ATMPs are changing the therapeutic landscape. Their potential is no longer a theoretical promise, but the production model behind them still carries a structural weakness.
Biological science has moved faster than physical manufacturing. Cell therapy processes are still based on manual workflows, highly specialized operators, repeated handling steps and centralized production models.
This creates a gap between what the therapy can do and what the manufacturing system can reliably support.
That gap is becoming harder to ignore: the European market alone is expected to require more than 100,000 therapy batches over the next decade.
The outcome of ATMP industrialization is not automation. It is access.
Published and project validation data indicate up to 74% reduction in manufacturing cost and up to 100x higher throughput per square foot compared with manual processes. They also indicate reduced operator exposure and contamination risk through closed robotic operation combined with automated sterilization and decontamination.
These figures are not only performance indicators. They describe what changes when the manufacturing model becomes less fragile.
Lower cost can reduce one of the strongest barriers to therapy availability. Higher throughput can make production more compatible with the expected demand for therapy batches.
Reduced exposure to manual intervention can support greater consistency and lower contamination risk. More controlled workflows can contribute to reducing the pressure on time-to-vein, one of the most critical constraints for patients waiting for treatment.
In this context, efficiency is not a separate business advantage. It becomes part of patient safety.
Centralized megafactories have supported the first phase of industrial growth for cell therapies, but they also create distance between the patient and the production line. As demand increases, the next phase points toward more flexible, modular and decentralized models, including point-of-care manufacturing scenarios where production can move closer to hospitals and patients.
This transition cannot happen by reducing control. It can only happen if control is built into the manufacturing architecture.
Modularity, automation, sterilization, decontamination and GMP-compliant system manufacturing become part of the same industrial question: how to make advanced therapies producible in a way that is scalable, reproducible and compatible with pharmaceutical responsibility.
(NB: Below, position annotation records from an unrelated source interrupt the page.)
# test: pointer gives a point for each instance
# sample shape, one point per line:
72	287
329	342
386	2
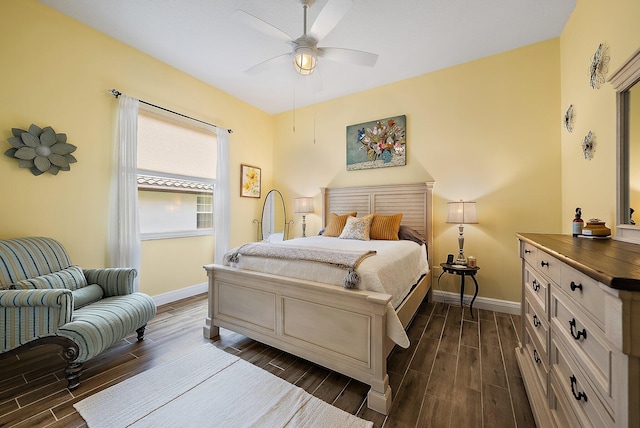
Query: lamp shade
303	205
462	212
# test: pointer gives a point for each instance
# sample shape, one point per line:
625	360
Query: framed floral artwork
377	144
249	181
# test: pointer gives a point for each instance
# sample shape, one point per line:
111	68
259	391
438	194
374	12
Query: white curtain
124	239
222	197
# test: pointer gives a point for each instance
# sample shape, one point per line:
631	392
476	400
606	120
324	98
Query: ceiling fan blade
260	25
350	56
329	17
271	62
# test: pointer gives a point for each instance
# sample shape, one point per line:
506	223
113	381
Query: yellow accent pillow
385	227
336	224
357	228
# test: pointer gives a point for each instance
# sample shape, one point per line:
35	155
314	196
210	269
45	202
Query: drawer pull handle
536	358
536	285
536	321
579	334
579	396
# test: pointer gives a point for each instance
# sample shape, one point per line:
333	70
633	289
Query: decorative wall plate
599	66
41	150
589	145
569	118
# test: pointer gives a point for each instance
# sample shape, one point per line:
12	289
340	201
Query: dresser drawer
561	412
538	286
529	253
548	265
573	386
540	362
585	291
586	342
537	322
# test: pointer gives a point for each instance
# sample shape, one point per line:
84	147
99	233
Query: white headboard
414	201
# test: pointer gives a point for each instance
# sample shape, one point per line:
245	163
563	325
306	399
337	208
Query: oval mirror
274	217
626	82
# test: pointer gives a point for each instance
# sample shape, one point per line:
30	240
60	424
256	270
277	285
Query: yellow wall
487	131
56	71
591	185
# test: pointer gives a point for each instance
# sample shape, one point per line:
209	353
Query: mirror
626	82
273	225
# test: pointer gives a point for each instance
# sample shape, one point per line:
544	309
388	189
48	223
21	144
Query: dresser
579	349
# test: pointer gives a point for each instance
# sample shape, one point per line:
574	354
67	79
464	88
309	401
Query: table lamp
303	206
462	213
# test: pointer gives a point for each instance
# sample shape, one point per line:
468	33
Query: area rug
210	388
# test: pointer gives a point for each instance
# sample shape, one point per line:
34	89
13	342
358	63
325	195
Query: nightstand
462	271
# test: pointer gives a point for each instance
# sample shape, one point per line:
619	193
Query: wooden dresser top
613	263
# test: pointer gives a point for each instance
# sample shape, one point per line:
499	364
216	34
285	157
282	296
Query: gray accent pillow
86	295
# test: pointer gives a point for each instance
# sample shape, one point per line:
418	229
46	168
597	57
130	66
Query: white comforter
396	267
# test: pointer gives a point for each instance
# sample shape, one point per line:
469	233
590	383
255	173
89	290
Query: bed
346	330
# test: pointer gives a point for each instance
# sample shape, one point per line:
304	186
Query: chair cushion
86	295
98	326
70	278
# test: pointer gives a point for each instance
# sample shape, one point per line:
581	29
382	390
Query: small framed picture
249	181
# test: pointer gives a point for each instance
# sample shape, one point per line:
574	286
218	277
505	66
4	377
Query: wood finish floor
458	371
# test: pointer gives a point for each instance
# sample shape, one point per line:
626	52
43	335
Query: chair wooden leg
72	373
140	332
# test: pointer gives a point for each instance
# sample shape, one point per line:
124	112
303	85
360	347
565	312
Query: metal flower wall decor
41	150
569	118
589	145
599	66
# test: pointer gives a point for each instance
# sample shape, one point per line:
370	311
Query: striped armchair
46	299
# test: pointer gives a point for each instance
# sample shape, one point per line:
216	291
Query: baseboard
183	293
495	305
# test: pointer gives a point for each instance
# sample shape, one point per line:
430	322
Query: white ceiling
411	37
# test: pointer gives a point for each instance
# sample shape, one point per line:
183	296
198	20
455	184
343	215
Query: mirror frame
622	80
285	231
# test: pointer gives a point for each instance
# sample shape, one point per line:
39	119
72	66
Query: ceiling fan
306	51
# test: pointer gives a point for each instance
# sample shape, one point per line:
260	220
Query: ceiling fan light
305	60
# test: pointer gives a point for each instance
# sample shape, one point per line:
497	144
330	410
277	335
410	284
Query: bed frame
342	330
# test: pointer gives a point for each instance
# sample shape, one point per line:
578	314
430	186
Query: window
205	212
176	177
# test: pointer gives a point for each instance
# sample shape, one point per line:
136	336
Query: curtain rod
117	93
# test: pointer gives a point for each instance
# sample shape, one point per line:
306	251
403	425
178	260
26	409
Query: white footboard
343	330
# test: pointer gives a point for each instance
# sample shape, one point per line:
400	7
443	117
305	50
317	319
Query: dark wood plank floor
458	371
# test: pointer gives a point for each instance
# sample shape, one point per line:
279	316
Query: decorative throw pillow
336	224
385	226
86	295
409	234
357	228
70	278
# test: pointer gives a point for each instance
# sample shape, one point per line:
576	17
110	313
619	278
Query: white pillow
357	228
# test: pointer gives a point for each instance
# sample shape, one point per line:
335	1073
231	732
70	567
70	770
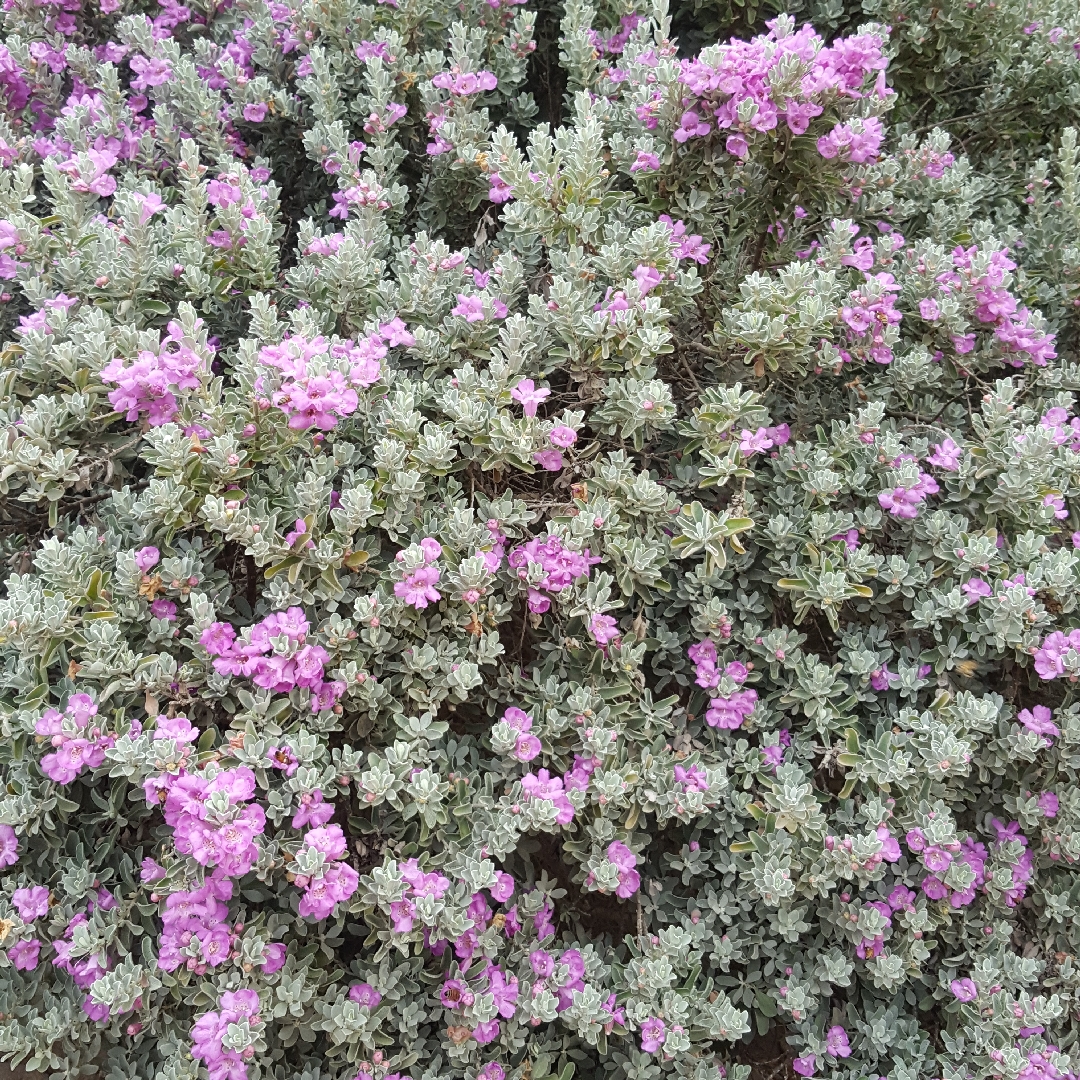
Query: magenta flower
550	460
529	396
503	888
1039	721
645	162
24	954
147	557
499	191
963	989
163	609
455	994
604	630
526	747
30	903
365	995
836	1042
946	455
417	589
653	1033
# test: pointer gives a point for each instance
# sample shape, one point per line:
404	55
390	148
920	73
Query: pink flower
163	609
526	747
417	589
946	455
24	954
645	162
31	903
365	995
653	1033
836	1042
499	191
604	630
1039	721
647	278
550	460
149	72
1056	503
529	396
146	557
503	888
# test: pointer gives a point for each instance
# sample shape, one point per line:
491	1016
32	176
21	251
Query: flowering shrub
539	553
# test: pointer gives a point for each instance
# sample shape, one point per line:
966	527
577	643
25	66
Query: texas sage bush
539	545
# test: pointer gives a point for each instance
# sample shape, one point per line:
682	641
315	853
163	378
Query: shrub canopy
540	543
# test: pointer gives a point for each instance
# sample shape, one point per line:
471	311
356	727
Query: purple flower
645	162
946	455
1056	503
604	630
550	460
499	190
30	903
24	954
503	888
486	1033
836	1042
151	872
146	557
526	747
365	995
1038	720
653	1033
163	609
529	395
9	846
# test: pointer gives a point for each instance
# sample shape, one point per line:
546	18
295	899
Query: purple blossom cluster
527	745
737	89
561	567
196	930
79	743
314	391
764	439
624	861
335	882
212	1030
984	282
152	382
936	859
417	588
905	501
1058	656
214	821
548	788
255	656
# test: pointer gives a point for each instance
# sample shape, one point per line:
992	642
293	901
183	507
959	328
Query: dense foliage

ATMPs and CAR-T therapies do not need another promise. They need a manufacturing model capable of carrying their biological complexity without reproducing the fragility of manual production.
The scientific path has been opened. The industrial path must now be governed.
This is where Fedegari’s role becomes strategic: integrating advanced robotic technologies within an aseptic architecture, closing the contamination-risk loop through automated sterilization and decontamination, and supporting the GMP-compliant manufacturing of the systems themselves.
Because in advanced therapies, the future does not depend only on what can be discovered. It depends on what can be produced, protected and delivered with confidence.
When manufacturing becomes ready, breakthrough can move closer to the patient.